Here the first step is finding the gamma corrected version of input x as in equation (1). x is an input defined by a 4D matrix/Tensor as \({X}_{l}\) with each pixel/feature value \({X}_{n}^{b}\)for ‘bth’ batch and ‘nth’ filter in layer \(\text{'}l\text{'}\). a and b are constant scaling factors that were set manually. For n filters, we have n values of learnable parameters (i.e., \({\alpha } \text{o}\text{r} {\beta }\)) which implies that for all the different (or same)-class images belonging to the same mini-batch, the value of exponent (α and β) remains the same, whereas the value of exponents is different for the same-class images in different channels, hence are activated differently in each channel as shown in matrix representation in equation (2).

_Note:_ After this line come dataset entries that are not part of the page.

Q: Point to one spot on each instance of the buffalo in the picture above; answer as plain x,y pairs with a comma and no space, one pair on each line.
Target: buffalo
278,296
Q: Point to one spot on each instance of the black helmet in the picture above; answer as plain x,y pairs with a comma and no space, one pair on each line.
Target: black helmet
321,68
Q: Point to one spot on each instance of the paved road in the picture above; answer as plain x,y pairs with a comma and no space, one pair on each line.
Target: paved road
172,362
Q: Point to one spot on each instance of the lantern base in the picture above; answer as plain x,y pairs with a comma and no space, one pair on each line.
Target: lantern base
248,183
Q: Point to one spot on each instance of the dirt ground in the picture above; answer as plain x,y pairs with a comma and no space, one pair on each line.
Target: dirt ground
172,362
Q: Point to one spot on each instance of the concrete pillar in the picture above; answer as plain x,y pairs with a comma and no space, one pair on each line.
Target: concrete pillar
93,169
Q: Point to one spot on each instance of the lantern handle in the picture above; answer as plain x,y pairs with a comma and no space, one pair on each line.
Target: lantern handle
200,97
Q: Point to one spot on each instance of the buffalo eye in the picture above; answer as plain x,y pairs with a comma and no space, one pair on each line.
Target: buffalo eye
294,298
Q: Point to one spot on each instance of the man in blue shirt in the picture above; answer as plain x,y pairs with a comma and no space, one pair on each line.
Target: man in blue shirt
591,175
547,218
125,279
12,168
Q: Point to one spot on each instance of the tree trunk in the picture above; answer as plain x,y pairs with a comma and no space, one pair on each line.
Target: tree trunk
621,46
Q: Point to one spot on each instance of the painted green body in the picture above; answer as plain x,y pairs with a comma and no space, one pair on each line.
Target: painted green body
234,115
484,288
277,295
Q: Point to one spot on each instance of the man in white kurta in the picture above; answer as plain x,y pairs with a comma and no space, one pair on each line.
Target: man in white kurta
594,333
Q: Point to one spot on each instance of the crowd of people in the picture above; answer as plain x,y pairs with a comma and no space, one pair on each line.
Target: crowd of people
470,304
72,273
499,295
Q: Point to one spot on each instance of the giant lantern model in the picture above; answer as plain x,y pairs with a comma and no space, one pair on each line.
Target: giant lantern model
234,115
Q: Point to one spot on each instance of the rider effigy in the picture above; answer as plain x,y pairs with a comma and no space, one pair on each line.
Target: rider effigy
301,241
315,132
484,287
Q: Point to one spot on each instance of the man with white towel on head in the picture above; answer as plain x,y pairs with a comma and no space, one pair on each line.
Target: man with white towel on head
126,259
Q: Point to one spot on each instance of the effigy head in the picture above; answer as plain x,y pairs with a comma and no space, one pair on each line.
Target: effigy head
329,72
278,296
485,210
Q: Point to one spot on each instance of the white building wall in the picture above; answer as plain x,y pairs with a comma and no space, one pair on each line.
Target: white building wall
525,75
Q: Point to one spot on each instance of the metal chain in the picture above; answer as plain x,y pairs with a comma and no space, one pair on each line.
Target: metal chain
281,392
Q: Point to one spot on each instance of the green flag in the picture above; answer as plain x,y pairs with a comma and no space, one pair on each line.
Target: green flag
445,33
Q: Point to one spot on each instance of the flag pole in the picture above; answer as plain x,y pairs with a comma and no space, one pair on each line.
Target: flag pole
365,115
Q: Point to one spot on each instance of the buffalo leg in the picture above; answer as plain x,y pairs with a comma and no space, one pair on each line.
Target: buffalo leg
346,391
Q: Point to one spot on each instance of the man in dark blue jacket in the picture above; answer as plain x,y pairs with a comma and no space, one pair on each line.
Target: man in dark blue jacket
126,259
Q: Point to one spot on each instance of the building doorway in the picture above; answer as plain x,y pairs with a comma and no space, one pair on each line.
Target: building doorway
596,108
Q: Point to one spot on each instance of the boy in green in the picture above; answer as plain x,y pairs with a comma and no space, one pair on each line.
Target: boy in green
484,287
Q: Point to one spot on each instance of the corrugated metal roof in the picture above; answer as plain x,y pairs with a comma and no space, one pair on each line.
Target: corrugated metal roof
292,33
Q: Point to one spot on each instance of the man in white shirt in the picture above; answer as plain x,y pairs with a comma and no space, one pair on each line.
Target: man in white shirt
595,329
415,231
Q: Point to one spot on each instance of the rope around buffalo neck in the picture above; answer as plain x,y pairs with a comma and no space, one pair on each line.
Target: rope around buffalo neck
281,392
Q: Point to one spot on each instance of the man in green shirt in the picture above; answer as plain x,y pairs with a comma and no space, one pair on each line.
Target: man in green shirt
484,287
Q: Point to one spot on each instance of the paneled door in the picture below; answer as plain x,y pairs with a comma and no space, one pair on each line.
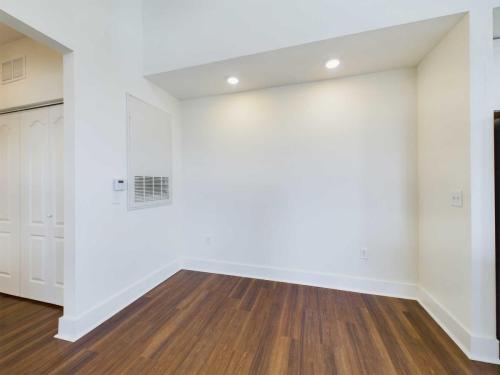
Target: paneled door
42,200
9,204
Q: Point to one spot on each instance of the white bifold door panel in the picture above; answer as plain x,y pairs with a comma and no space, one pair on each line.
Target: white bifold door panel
9,205
40,236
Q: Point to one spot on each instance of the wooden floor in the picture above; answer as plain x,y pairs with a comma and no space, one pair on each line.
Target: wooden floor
199,323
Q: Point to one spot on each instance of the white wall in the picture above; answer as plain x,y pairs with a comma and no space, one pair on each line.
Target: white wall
117,254
496,73
444,167
44,74
302,177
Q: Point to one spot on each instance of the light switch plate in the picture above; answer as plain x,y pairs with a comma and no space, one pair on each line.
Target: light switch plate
457,199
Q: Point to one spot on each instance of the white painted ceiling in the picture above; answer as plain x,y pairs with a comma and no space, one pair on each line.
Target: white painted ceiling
378,50
8,35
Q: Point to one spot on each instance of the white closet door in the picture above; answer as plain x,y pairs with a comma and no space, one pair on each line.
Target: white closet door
9,204
41,205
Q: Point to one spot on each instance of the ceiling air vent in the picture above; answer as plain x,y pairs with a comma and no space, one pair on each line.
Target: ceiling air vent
13,70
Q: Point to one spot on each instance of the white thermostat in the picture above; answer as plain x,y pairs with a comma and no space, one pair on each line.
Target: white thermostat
119,185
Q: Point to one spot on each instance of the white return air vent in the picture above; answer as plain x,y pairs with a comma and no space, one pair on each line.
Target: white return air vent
149,155
151,189
13,70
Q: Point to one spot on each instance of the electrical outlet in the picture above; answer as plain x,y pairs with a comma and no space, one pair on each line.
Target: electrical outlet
363,254
457,199
208,241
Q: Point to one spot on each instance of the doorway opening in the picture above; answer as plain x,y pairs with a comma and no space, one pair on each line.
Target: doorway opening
35,165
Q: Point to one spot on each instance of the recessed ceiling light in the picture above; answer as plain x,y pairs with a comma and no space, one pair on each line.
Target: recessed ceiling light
332,64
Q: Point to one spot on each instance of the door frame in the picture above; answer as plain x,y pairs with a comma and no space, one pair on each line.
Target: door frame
69,151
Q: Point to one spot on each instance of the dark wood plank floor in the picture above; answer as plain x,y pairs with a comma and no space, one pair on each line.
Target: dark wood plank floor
199,323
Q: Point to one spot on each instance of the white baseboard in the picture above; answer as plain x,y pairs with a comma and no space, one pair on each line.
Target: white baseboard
475,348
323,280
72,328
482,349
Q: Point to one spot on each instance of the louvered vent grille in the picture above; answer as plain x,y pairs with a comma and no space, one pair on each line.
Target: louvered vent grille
13,70
7,71
149,189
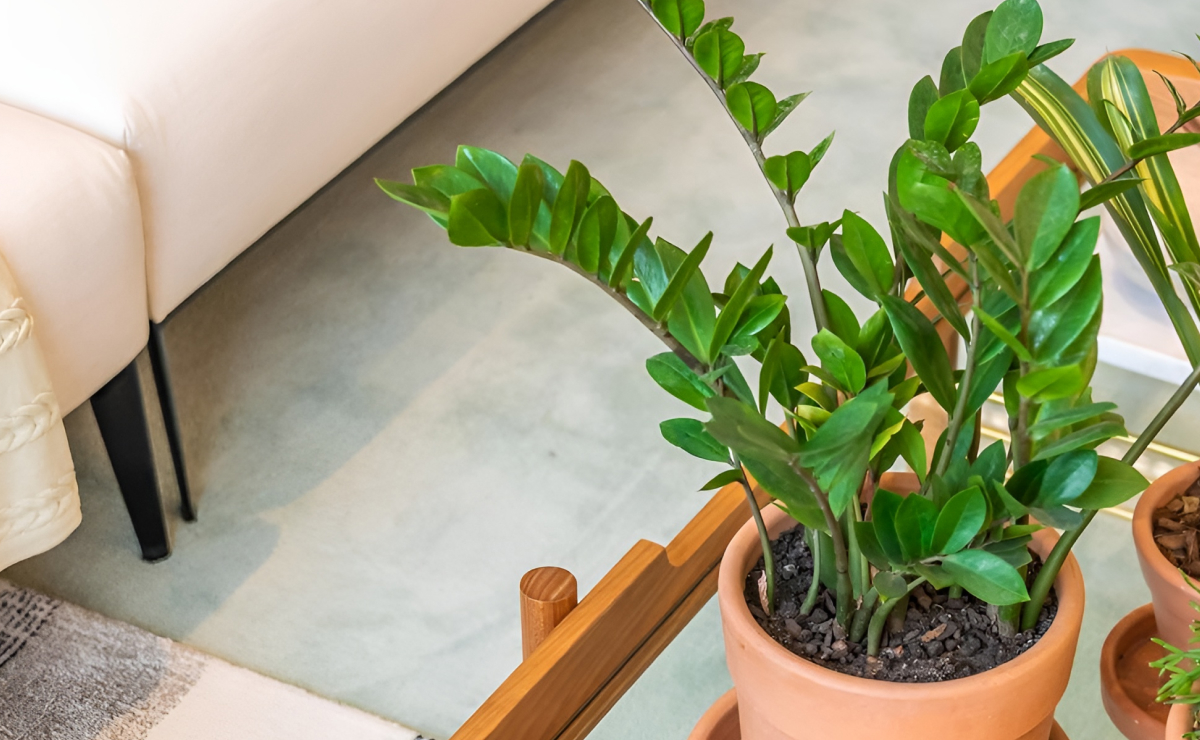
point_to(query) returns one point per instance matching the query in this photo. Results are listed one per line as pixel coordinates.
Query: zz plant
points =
(1031, 331)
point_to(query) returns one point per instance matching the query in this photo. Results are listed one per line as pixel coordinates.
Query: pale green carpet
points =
(388, 432)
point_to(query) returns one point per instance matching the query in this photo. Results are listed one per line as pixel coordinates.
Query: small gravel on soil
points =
(942, 638)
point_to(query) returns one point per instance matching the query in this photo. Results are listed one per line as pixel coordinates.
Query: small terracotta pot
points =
(784, 697)
(1171, 595)
(1180, 721)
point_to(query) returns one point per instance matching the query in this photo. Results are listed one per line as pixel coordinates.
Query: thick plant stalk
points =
(1053, 564)
(820, 313)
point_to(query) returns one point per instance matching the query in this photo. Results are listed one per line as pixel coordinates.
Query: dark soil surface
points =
(942, 638)
(1177, 530)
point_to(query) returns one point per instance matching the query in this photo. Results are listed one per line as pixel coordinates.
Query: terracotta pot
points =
(1180, 721)
(784, 697)
(1171, 595)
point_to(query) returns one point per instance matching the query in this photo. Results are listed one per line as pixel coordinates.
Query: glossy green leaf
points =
(681, 17)
(839, 452)
(636, 240)
(960, 521)
(1115, 483)
(1015, 26)
(1067, 476)
(921, 100)
(1067, 265)
(721, 480)
(953, 119)
(973, 41)
(598, 228)
(719, 53)
(1045, 210)
(477, 220)
(868, 252)
(1047, 52)
(753, 107)
(840, 360)
(676, 378)
(952, 77)
(987, 576)
(569, 206)
(785, 108)
(924, 349)
(689, 435)
(789, 173)
(1163, 144)
(743, 429)
(999, 78)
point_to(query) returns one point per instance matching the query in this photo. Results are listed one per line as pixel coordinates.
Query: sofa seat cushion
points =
(234, 112)
(71, 233)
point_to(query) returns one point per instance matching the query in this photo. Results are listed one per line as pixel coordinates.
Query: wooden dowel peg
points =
(547, 596)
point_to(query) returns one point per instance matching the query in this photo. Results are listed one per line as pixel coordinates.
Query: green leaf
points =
(1045, 210)
(569, 206)
(1051, 383)
(1107, 191)
(891, 585)
(676, 378)
(1067, 265)
(689, 435)
(417, 196)
(883, 517)
(840, 360)
(495, 169)
(447, 179)
(985, 575)
(477, 220)
(924, 349)
(959, 521)
(973, 40)
(952, 78)
(721, 480)
(1163, 144)
(753, 107)
(923, 96)
(598, 229)
(1067, 476)
(526, 202)
(681, 17)
(1054, 328)
(840, 450)
(719, 53)
(1115, 483)
(786, 107)
(1014, 26)
(927, 274)
(1047, 52)
(744, 431)
(999, 78)
(868, 252)
(621, 270)
(789, 173)
(681, 277)
(843, 320)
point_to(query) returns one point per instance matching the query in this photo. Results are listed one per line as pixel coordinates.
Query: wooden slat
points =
(616, 631)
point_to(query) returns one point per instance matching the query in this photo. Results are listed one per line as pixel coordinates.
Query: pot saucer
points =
(1128, 684)
(720, 722)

\(=b.\left[\begin{array}{ccc}{X}_{1}^{1}& \cdots & {X}_{1}^{b}\\ ⋮& \ddots & ⋮\\ {X}_{n}^{1}& \cdots & {X}_{n}^{b}\end{array}\right]^\left[\begin{array}{c}{{\beta }}_{1}\\ ⋮\\ {{\beta }}_{n}\end{array}\right]=b.\left[\begin{array}{ccc}{{X}_{1}^{1}}^{{{\beta }}_{1}}& \cdots & {{X}_{1}^{b}}^{{{\beta }}_{1}}\\ ⋮& \ddots & ⋮\\ {{X}_{n}^{1}}^{{{\beta }}_{n}}& \cdots & {{X}_{n}^{b}}^{{{\beta }}_{n}}\end{array}\right]=\left[\begin{array}{ccc}{Y}_{1}^{1}& \cdots & {Y}_{1}^{b}\\ ⋮& \ddots & ⋮\\ {Y}_{n}^{1}& \cdots & {Y}_{n}^{b}\end{array}\right]\) \((\text{f}\text{o}\text{r} {X}_{n}^{b}>0 )\) (2)
where \({X}_{l}=\left[\begin{array}{ccc}{X}_{1}^{1}& \cdots & {X}_{1}^{b}\\ ⋮& \ddots & ⋮\\ {X}_{n}^{1}& \cdots & {X}_{n}^{b}\end{array}\right]\) is the input to the layer \(l\).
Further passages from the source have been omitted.